Káťa Kabanová  ne veut pas que son mari Tichon, poussé par sa mère, la terrible Kabanicha, s’en aille pour ses affaires au marché de Kazan et la laisse seule. Elle a peur de ce qui va arriver, et qui arrive : la révélation de son amour irrésistible pour Boris. Et la honte, et le suicide.

Káť a n’est pas heureuse à cause de cette belle-mère impitoyable, elle rêve d’autre chose, des rêves qui sont prémonitoires ; elle fait tout pour éviter leur concrétisation. Mais d’autres s’en mêlent, comme sa belle-sœur Varvara, qui lui donne le moyen de rencontrer Boris, seule à seul.Káťa est innocente de cette faute qu’elle ne veut pas commettre et qu’elle doit fatalement commettre. 

Cette « chronique d’une mort annoncée » est une première raison de notre fascination pour l’œuvre.
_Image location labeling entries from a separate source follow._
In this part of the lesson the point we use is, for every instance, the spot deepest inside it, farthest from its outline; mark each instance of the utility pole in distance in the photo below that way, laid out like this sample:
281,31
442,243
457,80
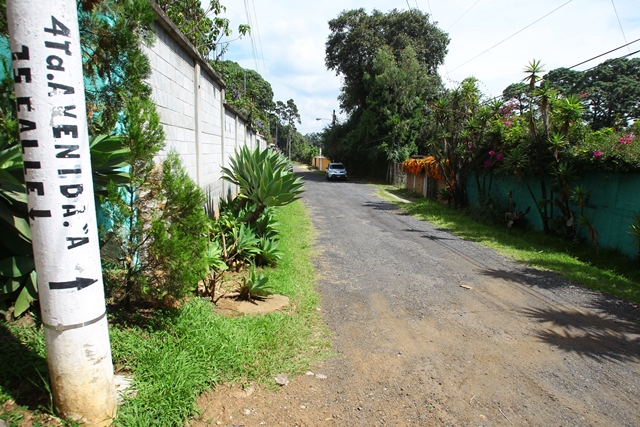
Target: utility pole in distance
47,66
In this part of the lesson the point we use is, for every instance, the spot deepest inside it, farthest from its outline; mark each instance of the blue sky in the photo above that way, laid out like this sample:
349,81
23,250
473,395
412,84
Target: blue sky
290,39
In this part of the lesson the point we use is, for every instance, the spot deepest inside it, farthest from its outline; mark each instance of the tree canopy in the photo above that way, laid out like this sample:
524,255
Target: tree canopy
204,28
610,91
356,37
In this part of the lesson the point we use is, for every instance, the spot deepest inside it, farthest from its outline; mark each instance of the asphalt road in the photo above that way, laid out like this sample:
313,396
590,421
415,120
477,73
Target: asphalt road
431,330
532,348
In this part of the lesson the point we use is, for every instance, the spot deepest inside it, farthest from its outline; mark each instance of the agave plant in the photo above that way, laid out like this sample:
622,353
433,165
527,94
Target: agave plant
264,180
255,286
La partition de  Leoš Janáček va en multiplier la portée : elle est interpellation sensorielle intense. On a pu la qualifier « d’immédiatement émotionnelle » ou encore affirmer que « force déferlante et lyrisme incantatoire font d’elle un fleuve puissant et toujours en crue ». Elle a tant à dire dans ses développements tempétueux, dans ses cris, dans ses emportements, dans ses épisodes « romantiques » plus mélodieux, dans ses évocations folkloriques (ah ! le temps révolu des danses et des chants partagés). Quelle orchestration aussi, quel art du trait solo pour tel ou tel instrument, voix ajoutée à celle qui chante. Quel art de la narration musicale.

Tout cela, Michael Güttler nous l’a donné à vivre et à ressentir grâce à un travail d’analyse minutieux, grâce à sa complicité manifeste et stimulante avec l’Orchestre de l’Opéra Royal de Wallonie-Liège.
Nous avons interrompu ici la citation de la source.